An illustrative photo of Fiizk's SCCS. In November last year, two units from Fiizk were delivered to Osland Havbruk but collapsed before the fish farmer took over the pens.

Fish farmer keeps faith with semi-closed containment despite setbacks

Problems with collapsing and deficient systems contributed to operating loss for Norwegian operator in 2022

Published

Floating semi-closed containment systems offer several advantages for fish farmers but has so far been problematic for one early adopter of the technology in Norway.

Osland Havbruk, which grows Atlantic salmon and trout, made an operating loss last year and says part of the reason was due to the non-delivery of two SCCS that were damaged in transport and collapsed after arriving on site, and deficiencies in two other SCCS already on site.

The fish farmer also had one possible escape in 2022 when a bluefin tuna weighing 330 kg entered a standard open net pen stocked with salmon. The company stressed that there has not yet been any evidence of loss of fish in the incident.

Negative result

“The operating result was negative with NOK 37.7 million (£2.9m) in 2022, against a positive operating result of NOK 11.5m in 2021,” Osland Havbruk (OH) wrote in its 2022 annual report.

“In addition to high costs for handling biological challenges and increased feed costs, the company has used a lot of resources in 2022 related to the purchase of four semi-closed cages from two different suppliers. The idea was that we should use semi-closed cages to avoid the lice pressure with subsequent treatment and biological challenges, but it has turned out that the technology has not been fully developed.

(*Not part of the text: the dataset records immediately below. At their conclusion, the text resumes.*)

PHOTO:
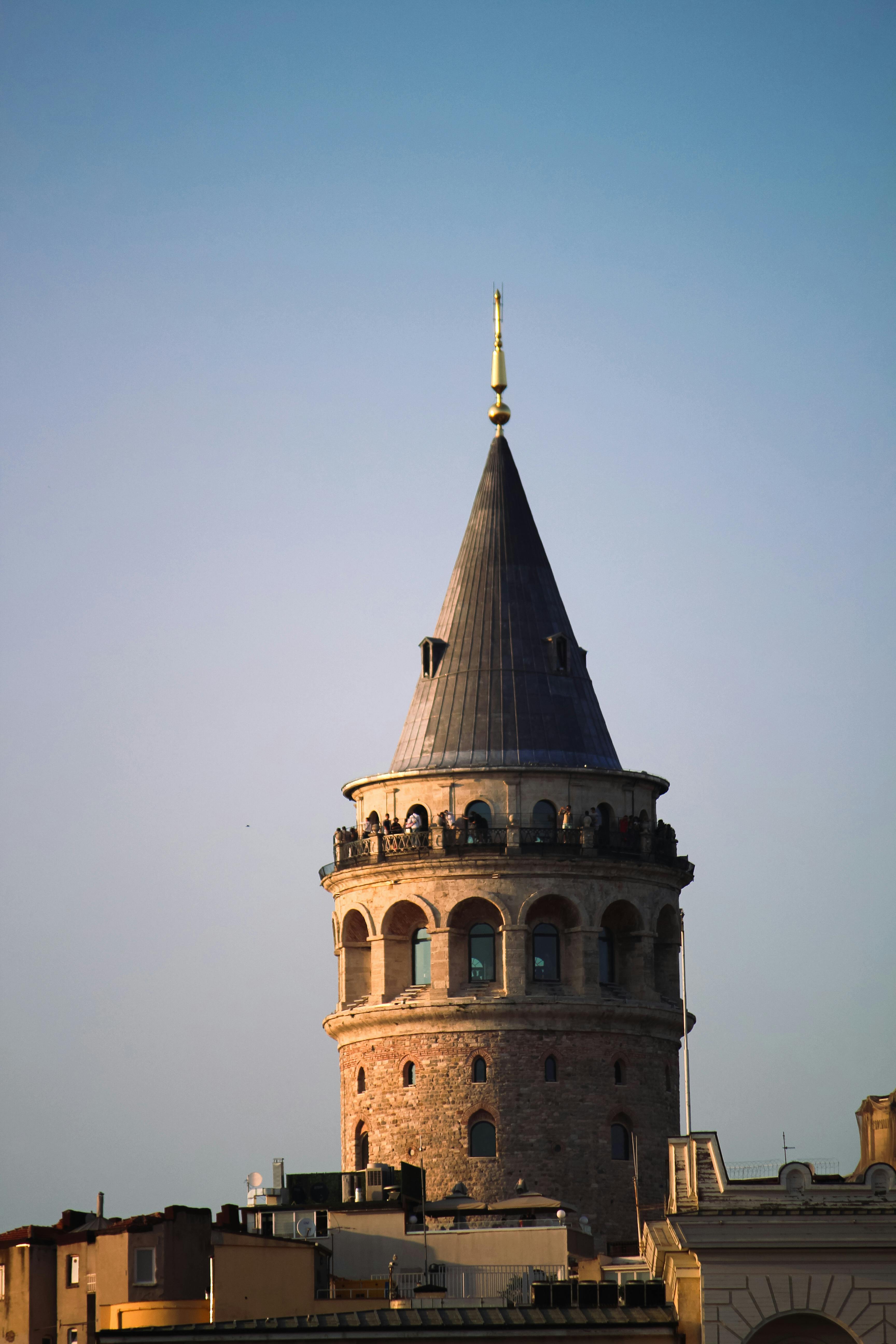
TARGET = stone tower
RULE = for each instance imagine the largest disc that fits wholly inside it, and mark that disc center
(508, 984)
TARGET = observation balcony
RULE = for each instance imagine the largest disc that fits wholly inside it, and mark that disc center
(461, 842)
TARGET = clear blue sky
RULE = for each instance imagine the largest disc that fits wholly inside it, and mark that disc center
(248, 263)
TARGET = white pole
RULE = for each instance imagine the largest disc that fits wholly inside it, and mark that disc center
(684, 1013)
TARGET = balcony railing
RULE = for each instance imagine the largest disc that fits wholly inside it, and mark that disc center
(656, 846)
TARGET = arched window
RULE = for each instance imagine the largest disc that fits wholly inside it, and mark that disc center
(606, 957)
(545, 816)
(546, 954)
(421, 963)
(481, 945)
(362, 1148)
(483, 1136)
(620, 1143)
(479, 815)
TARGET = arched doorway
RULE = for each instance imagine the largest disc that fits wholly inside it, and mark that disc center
(802, 1328)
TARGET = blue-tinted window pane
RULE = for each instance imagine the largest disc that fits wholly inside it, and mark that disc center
(421, 959)
(483, 952)
(483, 1142)
(546, 954)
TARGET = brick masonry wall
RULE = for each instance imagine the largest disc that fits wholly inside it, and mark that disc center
(557, 1136)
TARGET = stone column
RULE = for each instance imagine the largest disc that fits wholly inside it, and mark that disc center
(514, 949)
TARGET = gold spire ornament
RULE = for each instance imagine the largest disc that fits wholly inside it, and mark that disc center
(500, 413)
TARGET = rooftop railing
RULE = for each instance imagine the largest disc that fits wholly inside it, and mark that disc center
(637, 842)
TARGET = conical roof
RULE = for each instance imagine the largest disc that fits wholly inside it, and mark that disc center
(500, 695)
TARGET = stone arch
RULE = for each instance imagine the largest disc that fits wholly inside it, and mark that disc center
(400, 924)
(666, 954)
(801, 1327)
(563, 914)
(621, 925)
(355, 956)
(362, 1146)
(463, 917)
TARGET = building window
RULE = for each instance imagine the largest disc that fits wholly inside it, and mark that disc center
(481, 954)
(483, 1138)
(620, 1143)
(362, 1148)
(606, 957)
(421, 962)
(546, 954)
(545, 815)
(146, 1265)
(479, 816)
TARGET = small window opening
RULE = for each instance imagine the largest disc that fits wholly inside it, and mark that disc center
(483, 1139)
(481, 948)
(606, 957)
(620, 1143)
(546, 954)
(421, 957)
(146, 1265)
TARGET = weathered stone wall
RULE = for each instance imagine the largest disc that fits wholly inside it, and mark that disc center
(555, 1135)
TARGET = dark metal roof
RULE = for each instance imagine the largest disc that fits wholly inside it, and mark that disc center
(496, 698)
(369, 1319)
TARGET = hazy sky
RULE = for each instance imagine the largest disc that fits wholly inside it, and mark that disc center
(249, 255)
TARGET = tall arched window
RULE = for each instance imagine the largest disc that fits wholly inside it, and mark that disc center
(480, 816)
(546, 954)
(606, 957)
(481, 944)
(421, 962)
(362, 1148)
(483, 1136)
(620, 1143)
(545, 816)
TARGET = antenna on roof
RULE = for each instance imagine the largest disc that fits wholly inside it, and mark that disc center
(500, 413)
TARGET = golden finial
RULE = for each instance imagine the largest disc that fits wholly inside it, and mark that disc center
(500, 413)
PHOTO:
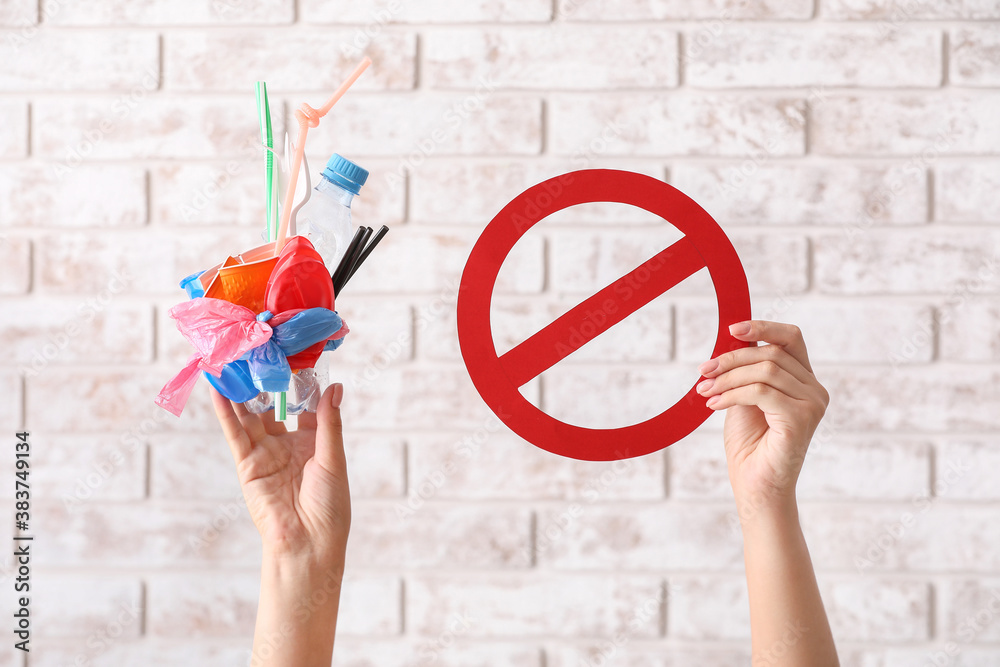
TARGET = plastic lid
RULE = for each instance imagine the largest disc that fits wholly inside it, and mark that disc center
(345, 173)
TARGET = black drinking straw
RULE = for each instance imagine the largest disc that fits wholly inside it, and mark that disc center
(346, 258)
(338, 285)
(371, 246)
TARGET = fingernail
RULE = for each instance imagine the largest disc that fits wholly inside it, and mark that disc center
(740, 329)
(708, 366)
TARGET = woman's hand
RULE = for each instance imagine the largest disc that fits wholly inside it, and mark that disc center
(294, 482)
(774, 405)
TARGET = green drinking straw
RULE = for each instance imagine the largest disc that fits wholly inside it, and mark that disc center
(271, 199)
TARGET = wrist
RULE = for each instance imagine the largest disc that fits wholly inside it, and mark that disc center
(306, 568)
(771, 506)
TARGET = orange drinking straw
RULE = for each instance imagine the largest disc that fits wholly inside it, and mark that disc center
(309, 117)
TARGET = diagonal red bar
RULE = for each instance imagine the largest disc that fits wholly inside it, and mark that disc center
(600, 312)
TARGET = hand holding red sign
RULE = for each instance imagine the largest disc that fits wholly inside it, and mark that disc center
(498, 378)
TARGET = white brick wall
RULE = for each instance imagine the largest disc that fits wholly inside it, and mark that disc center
(850, 148)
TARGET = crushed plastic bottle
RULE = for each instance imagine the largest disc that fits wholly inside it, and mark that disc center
(326, 218)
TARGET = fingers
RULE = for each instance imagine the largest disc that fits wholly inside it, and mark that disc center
(236, 436)
(252, 424)
(272, 426)
(330, 431)
(746, 356)
(764, 396)
(787, 336)
(765, 372)
(307, 421)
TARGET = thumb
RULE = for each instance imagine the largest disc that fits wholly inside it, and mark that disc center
(330, 431)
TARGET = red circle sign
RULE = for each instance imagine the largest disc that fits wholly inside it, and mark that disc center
(498, 378)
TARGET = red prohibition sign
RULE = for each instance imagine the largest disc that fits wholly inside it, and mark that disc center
(498, 378)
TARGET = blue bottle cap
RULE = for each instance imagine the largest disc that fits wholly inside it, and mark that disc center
(345, 173)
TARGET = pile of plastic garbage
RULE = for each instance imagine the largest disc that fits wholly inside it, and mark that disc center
(261, 319)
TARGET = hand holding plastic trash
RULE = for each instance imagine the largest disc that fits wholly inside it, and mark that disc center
(261, 319)
(296, 489)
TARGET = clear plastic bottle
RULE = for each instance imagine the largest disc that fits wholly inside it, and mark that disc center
(326, 218)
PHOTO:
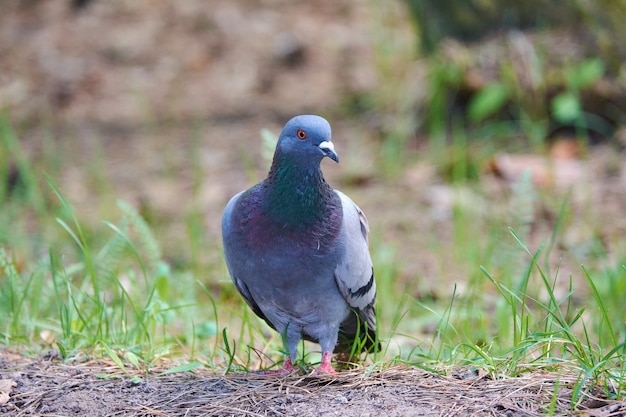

“Two of the four crashed before OH was to take over the cages. The other two were taken over by OH, but later proved to be so deficient that we have cancelled the contract in 2023. Nevertheless, OH has had - and will have - significant additional costs related to changes to the production plan, preparation of the site, follow-up of contracts and suppliers, clean-up after accidents and complaint handling.”

NOK 36.3m write-down

The company says that for 2022 it has deemed it necessary to write down NOK 26.3m on the two SCCS it operated and NOK 10m related to contracts for them. This means that the accounts are charged with total write-downs of NOK 36.3m linked to the semi-closed pens.

Despite the unfortunate episodes with semi-closed facilities at sea, Osland Havbruk has not put abandoned plans to invest in the technology to reduce the extent of salmon lice and the risk of disease in its fish.

The pens that “crashed” were from Fiizk, and those that OH deemed to be deficient were from Ecomerden, a company that merged with Fiizk in January 2022.

Thorough investigation

Fiizk’s chief commercial officer Kevin Skarholt said the pens that collapsed were the first to be delivered of this model of this size.

“Unfortunately, there were principle structural issues with the pens that caused them to collapse shortly after they were moored. FiiZK continues to work hard to rectify these issues and aims to conclude our thorough investigation shortly,” said Skarholt.

He added that Fiizk had delivered pens based on both its own and Ecomerden’s technologies and used experience from all models to continuously improve both systems and biological performance.

It is still talking to Osland Havbruk. “We have constructive and regular contact with all our clients,” said Skarholt.